Both the Ball and the publication of In Cold Blood are considered to be the apex of both Capote’s literary and social achievements. Soon after, his alcoholism and drug use worsened and he never published another novel again. He did, however, publish in The New Yorker a thinly veiled roman à clef about his Swans in 1975 called “La Côte Basque, 1965,” where he outed their deepest secrets. Legend has it that he revealed a particularly embarrassing story about William Paley’s infidelity. Babe, his favorite “Swan” and closest friend, never spoke to him again. She died in 1978 of lung cancer. The story also supposedly caused Ann Woodward to commit suicide, as it dredged up the sordid tale of the death of her husband, William Woodward (heir the Hanover Bank fortune), in 1955. Ann, thinking there was an intruder in the house, shot her husband.

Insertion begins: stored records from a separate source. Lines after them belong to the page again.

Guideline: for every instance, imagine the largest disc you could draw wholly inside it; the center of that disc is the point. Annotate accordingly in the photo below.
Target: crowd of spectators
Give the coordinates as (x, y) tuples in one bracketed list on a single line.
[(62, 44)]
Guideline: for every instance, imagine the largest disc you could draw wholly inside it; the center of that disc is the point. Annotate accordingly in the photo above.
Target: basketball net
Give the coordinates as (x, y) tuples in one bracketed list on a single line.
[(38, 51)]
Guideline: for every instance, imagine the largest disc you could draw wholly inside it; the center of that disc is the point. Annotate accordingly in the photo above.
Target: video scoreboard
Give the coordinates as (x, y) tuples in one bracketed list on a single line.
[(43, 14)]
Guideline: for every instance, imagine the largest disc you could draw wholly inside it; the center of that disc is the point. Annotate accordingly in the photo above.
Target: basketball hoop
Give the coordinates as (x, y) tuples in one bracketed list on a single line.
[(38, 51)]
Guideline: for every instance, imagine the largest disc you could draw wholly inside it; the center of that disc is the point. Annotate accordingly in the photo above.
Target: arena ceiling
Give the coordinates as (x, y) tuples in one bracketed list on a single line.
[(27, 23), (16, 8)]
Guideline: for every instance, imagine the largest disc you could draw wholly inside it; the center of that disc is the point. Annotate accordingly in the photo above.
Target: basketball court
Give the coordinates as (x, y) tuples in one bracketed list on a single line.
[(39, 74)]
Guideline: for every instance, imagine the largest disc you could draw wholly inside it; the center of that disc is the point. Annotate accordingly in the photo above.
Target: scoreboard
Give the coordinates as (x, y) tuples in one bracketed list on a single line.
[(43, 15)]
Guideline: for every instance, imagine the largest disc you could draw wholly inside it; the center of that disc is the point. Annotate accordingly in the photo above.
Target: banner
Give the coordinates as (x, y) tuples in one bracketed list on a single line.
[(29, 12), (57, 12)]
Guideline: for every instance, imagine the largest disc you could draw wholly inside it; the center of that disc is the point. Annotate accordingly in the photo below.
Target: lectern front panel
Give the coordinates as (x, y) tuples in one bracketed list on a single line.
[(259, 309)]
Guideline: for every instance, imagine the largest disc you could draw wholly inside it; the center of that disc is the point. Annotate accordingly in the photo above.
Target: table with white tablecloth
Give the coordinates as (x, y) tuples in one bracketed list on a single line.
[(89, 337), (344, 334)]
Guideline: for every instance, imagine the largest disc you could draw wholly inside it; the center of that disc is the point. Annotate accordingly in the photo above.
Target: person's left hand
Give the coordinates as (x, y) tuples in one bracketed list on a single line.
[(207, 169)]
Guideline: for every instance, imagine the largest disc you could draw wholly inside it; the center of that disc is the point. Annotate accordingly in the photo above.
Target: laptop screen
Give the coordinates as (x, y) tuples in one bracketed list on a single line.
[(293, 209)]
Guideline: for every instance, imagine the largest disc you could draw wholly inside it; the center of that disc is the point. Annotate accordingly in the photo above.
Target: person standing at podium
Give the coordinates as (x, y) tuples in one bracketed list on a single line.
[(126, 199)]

It was ruled accidental but, in particular circles of society, rumors spread that she had shot him on purpose because he was planning to divorce her. Capote’s story exposed this hushed up version of Woodward’s death and Ann, who allegedly received an early copy of the magazine, killed herself by swallowing a cyanide pill.
The story ruined Capote’s reputation and his society friends iced him out thereafter. Depressed, Capote succumbed to his alcoholism and, in an interview on The Stanley Siegel Show in 1978, a visibly impaired Capote said, when discussing his future, “The obvious answer is that eventually, I’ll kill myself without meaning to.” Capote died in 1984 at age 59. The coroner’s report cited liver disease and “multiple drug intoxication” as the cause of death.